CDC seems to have only considered one variable – whether counties had a mask mandate. But even though cases were adjusted for population differences (roughly 1.96 million in the mandate counties and about 953,000 in the other group), there were other factors at play.

The virus didn’t spread uniformly across counties, but initially hit the more densely populated urban areas and gradually spread to rural counties. On July 3, there were nine counties with no cases among those that didn’t adopt the mandate and six more counties had just one case; but every county that adopted the mandate had at least two cases.

Mask usage is another variable. Just because a county didn’t impose a mandate doesn’t mean that no one in the county wore a mask; by the same token, having a mandate doesn’t mean that everyone wore a mask.

As my colleague Michael Austin notes, “Many national polls revealed Americans like masks, and two independent surveys say over 90% of Kansans, in both mandated and non-mandated counties, wear masks at some frequency.”

Without adjusting for these and other variables, one cannot reasonably conclude that mandates work.

Third time that mandate claims are debunked

This isn’t the first time that media and government officials collaborated to mislead Kansans about the efficacy of mandates. (Remember, this isn’t about whether masks are beneficial; it’s about badgering you to do whatever the hell the governor and other officials order you to do.)

The Wall Street Journal and the Sentinel caught KDHE Secretary Dr. Lee Norman fudging data in August to justify Governor Kelly’s mask mandate.

Then, one day after Governor Kelly announced she wanted another statewide mandate, friendly researchers at the University of Kansas just happened to release a report claiming that mandates work. But the Sentinel also shot that one down; we caught them doing something similar to the CDC report, hiding the much larger cumulative case growth in counties with mandates.

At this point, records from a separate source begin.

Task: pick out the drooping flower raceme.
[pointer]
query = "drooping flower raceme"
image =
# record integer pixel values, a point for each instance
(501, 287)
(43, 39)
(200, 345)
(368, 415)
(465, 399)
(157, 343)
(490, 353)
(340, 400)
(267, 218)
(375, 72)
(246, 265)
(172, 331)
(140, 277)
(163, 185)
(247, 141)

We wrote to management at the Kansas City Star, the Wichita Eagle, Lawrence Journal-World, and the Kansas Reflector to let them know they’d been duped by Norman, Kelly, and the KU researchers. We shared the real data with them and offered to help them inform their readers what really happened but to date, each is allowing the deception to stand.

COVID is a serious situation but that’s no excuse to abandon the truth. The job of media and elected officials is to provide all the information and allow citizens to make their own informed decisions. Media and some elected officials may prefer a socialist society so they can order people what to think, but thank goodness freedom of speech and thought still exist in our constitutional republic.

https://sentinelksmo.org/kdhe-media-...WWJ8w1Lj0VwPxQ
I hope you realize you are doing more harm than good by minimizing masks , i am sure what you are trying to accomplish, wearing masks during a pandemic is going to help more than hurt people, maybe it can be hard to quantify by how much , but just because you can’t comprehend this fact doesn’t mean you should be affecting people who could be helped.